Prospective regional analysis of olive and olive fly in Andalusia under climate change using physiologically based demographic modeling powered by cloud computing


The Spanish region of Andalusia is the world-leading olive oil producer. Its olive-dominated landscapes are among the most biodiverse drylands of the globe and prospectively among the areas most affected by climate change. This analysis used physiologically based demographic modeling (PBDM) to assess the impact of climate change on the olive/olive fly system of Andalusia. The analysis was implemented on cloud computing, allowing PBDM models to be run from any computer connected to the internet, to interface with state-of-the-art climatic drivers, and to scale efficiently with increasing computational loads and user requests.

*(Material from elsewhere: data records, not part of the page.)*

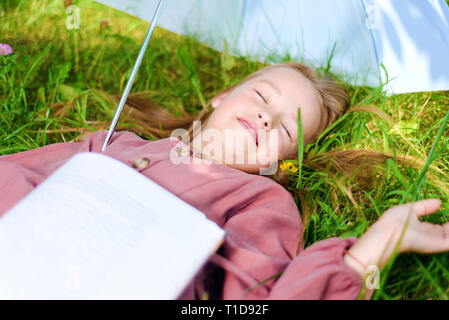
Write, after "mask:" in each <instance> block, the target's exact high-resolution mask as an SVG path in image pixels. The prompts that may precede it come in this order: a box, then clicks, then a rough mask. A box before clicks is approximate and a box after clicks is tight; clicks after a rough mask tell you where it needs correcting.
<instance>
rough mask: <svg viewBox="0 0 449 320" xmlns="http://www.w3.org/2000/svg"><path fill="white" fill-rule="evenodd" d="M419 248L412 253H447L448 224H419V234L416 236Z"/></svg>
mask: <svg viewBox="0 0 449 320" xmlns="http://www.w3.org/2000/svg"><path fill="white" fill-rule="evenodd" d="M417 237H418V238H420V239H416V240H418V241H415V243H419V244H420V246H419V247H417V248H414V250H413V251H415V252H420V253H440V252H446V251H449V222H448V223H445V224H444V225H436V224H432V223H428V222H422V223H421V232H420V233H419V235H417Z"/></svg>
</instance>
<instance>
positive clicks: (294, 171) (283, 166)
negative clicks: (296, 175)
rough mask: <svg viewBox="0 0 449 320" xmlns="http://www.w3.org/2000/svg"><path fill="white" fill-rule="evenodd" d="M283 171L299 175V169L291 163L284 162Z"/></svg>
mask: <svg viewBox="0 0 449 320" xmlns="http://www.w3.org/2000/svg"><path fill="white" fill-rule="evenodd" d="M279 167H280V168H281V170H283V171H288V172H289V173H297V172H298V168H297V167H296V166H295V165H294V164H293V163H291V162H286V161H284V162H283V163H282V164H281V165H280V166H279Z"/></svg>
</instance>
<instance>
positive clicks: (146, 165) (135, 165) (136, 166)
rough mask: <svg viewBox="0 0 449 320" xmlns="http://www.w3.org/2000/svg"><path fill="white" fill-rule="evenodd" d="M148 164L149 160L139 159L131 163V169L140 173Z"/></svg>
mask: <svg viewBox="0 0 449 320" xmlns="http://www.w3.org/2000/svg"><path fill="white" fill-rule="evenodd" d="M149 164H150V160H148V158H140V159H137V160H136V161H135V162H134V163H133V167H134V168H135V169H137V170H139V171H140V170H143V169H145V168H147V167H148V165H149Z"/></svg>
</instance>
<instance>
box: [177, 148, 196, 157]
mask: <svg viewBox="0 0 449 320" xmlns="http://www.w3.org/2000/svg"><path fill="white" fill-rule="evenodd" d="M176 151H177V152H178V155H179V156H180V157H190V156H192V155H193V151H192V150H190V149H188V148H182V147H178V148H176Z"/></svg>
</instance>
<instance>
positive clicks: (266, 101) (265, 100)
mask: <svg viewBox="0 0 449 320" xmlns="http://www.w3.org/2000/svg"><path fill="white" fill-rule="evenodd" d="M254 91H255V92H256V93H257V95H258V96H259V97H260V98H262V100H263V101H264V102H265V103H267V104H268V102H267V100H266V99H265V97H264V96H263V95H262V94H261V93H260V92H259V91H257V90H256V89H254ZM282 128H284V130H285V132H287V135H288V136H289V137H290V138H291V135H290V132H288V130H287V128H286V127H285V126H284V125H282Z"/></svg>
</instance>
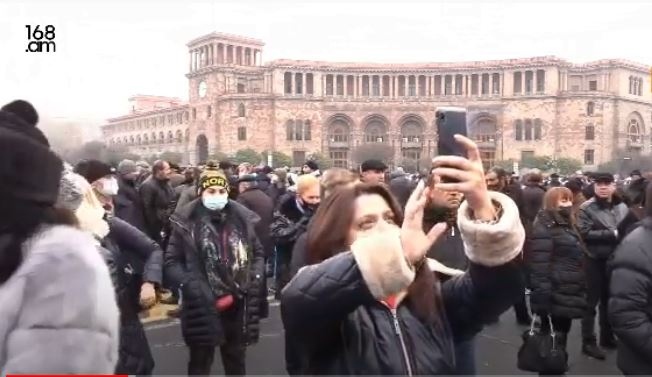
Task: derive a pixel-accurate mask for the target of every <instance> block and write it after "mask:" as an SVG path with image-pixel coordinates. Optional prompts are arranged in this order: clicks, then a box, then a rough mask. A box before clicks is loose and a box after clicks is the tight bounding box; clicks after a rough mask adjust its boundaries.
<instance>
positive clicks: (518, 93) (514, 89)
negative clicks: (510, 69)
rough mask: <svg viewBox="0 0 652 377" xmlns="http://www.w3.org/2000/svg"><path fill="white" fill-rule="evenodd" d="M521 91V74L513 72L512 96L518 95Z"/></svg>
mask: <svg viewBox="0 0 652 377" xmlns="http://www.w3.org/2000/svg"><path fill="white" fill-rule="evenodd" d="M522 91H523V75H522V74H521V72H514V94H519V93H521V92H522Z"/></svg>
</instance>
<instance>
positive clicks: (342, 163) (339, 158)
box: [329, 150, 349, 169]
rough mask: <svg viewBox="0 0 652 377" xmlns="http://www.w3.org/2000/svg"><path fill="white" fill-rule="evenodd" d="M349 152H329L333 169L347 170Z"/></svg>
mask: <svg viewBox="0 0 652 377" xmlns="http://www.w3.org/2000/svg"><path fill="white" fill-rule="evenodd" d="M348 155H349V152H348V151H346V150H332V151H330V152H329V157H330V158H331V161H333V167H336V168H345V169H346V167H347V165H348V159H349V156H348Z"/></svg>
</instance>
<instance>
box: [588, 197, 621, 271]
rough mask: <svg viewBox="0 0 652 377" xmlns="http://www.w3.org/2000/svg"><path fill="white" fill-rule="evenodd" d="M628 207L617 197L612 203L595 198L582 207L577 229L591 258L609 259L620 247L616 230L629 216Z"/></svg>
mask: <svg viewBox="0 0 652 377" xmlns="http://www.w3.org/2000/svg"><path fill="white" fill-rule="evenodd" d="M627 212H628V210H627V206H626V205H625V204H624V203H622V202H621V201H620V200H619V199H618V198H617V197H616V196H614V200H613V202H612V203H607V202H605V201H603V200H598V199H596V198H595V197H593V198H591V199H589V200H587V201H586V202H584V204H582V205H581V206H580V210H579V212H578V214H577V227H578V229H579V231H580V234H581V236H582V239H583V240H584V243H585V244H586V248H587V251H588V253H589V256H590V257H591V258H598V259H604V258H608V257H609V256H610V255H611V253H613V251H614V250H615V249H616V246H617V245H618V237H616V232H615V231H616V230H617V229H618V224H620V222H621V221H622V220H623V219H624V218H625V216H627Z"/></svg>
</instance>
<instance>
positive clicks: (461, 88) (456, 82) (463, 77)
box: [455, 75, 464, 96]
mask: <svg viewBox="0 0 652 377" xmlns="http://www.w3.org/2000/svg"><path fill="white" fill-rule="evenodd" d="M463 90H464V77H463V76H462V75H455V95H456V96H461V95H462V91H463Z"/></svg>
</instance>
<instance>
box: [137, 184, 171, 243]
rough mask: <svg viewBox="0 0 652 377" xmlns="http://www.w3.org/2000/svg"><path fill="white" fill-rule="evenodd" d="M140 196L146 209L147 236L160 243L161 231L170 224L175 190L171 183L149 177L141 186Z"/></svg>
mask: <svg viewBox="0 0 652 377" xmlns="http://www.w3.org/2000/svg"><path fill="white" fill-rule="evenodd" d="M140 196H141V198H142V199H143V207H144V208H145V221H146V222H147V235H148V236H150V237H151V238H152V239H154V240H157V241H158V240H159V239H160V237H161V236H160V233H161V231H162V230H164V228H165V227H166V225H167V224H168V220H169V216H170V212H171V211H170V204H171V203H172V201H173V200H174V189H173V188H172V186H170V183H169V182H161V181H159V180H156V179H154V177H149V178H148V179H147V180H146V181H145V182H143V184H142V185H141V186H140Z"/></svg>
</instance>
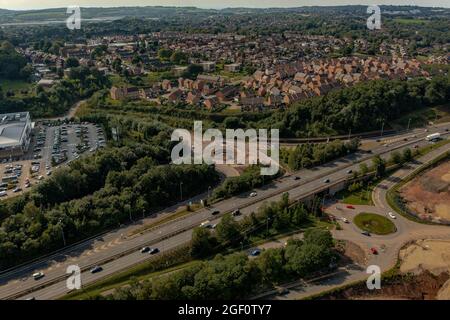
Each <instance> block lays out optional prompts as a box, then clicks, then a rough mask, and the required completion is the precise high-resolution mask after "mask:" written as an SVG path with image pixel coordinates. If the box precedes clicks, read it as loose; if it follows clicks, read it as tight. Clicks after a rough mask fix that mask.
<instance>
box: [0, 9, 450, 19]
mask: <svg viewBox="0 0 450 320" xmlns="http://www.w3.org/2000/svg"><path fill="white" fill-rule="evenodd" d="M366 9H367V6H362V5H354V6H329V7H317V6H316V7H314V6H311V7H296V8H263V9H261V8H226V9H221V10H215V9H199V8H196V7H164V6H145V7H110V8H99V7H98V8H81V14H82V18H83V19H96V18H100V19H101V18H106V17H108V18H111V17H118V18H120V17H125V16H127V17H136V18H170V17H175V16H183V15H192V16H205V17H206V16H210V15H214V14H231V15H233V14H237V15H240V14H251V13H267V12H269V13H270V12H286V13H289V12H297V13H298V12H303V13H323V14H327V13H341V14H345V13H347V14H358V15H359V14H367V13H366ZM381 9H382V11H386V12H394V13H395V14H398V15H401V14H403V13H404V14H417V13H420V14H425V15H426V14H427V13H429V14H436V8H426V7H417V6H381ZM66 10H67V8H56V9H43V10H25V11H13V10H5V9H0V23H23V22H27V23H29V22H45V21H59V20H61V21H62V20H65V19H66V18H67V13H66ZM441 13H442V14H445V15H448V14H450V9H442V12H441Z"/></svg>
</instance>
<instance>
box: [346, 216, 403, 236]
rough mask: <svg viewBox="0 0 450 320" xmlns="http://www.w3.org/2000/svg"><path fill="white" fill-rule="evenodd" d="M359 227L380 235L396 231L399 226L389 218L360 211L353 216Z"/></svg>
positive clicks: (359, 227) (366, 230) (362, 229)
mask: <svg viewBox="0 0 450 320" xmlns="http://www.w3.org/2000/svg"><path fill="white" fill-rule="evenodd" d="M353 222H354V223H355V224H356V226H358V228H360V229H362V230H365V231H368V232H370V233H374V234H378V235H386V234H390V233H394V232H395V231H396V230H397V228H396V227H395V224H393V223H392V221H390V220H389V219H388V218H385V217H383V216H380V215H379V214H374V213H366V212H363V213H360V214H358V215H356V216H355V217H354V218H353Z"/></svg>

Findings include that chilling required for olive blooming will decrease in large areas of the Andalusian provinces of Jaen, Cordoba, and Sevilla, with some areas not meeting the minimum chilling threshold and some accumulating no chilling by the end of the century under the high greenhouse gas (GHG) emission scenario. Olive blooming will occur up to five weeks earlier in the Jaen, Cordoba, Sevilla, and Granada provinces, but olive yield is expected to increase or remain stable. Olive fly infestation will decrease with climate change, with infestations below the reference economic threshold of 4 % towards the end of the century in some areas under high GHG emission scenario. Measures to adapt Andalusian olive systems to climate change include: selecting olive cultivars with lower chilling requirements; implementing cover crops to enhance water use efficiency under increased CO2 concentration and uncertain precipitation projections; and targeting the spring generation of the fly and diversifying the olive landscape to reduce infestation levels.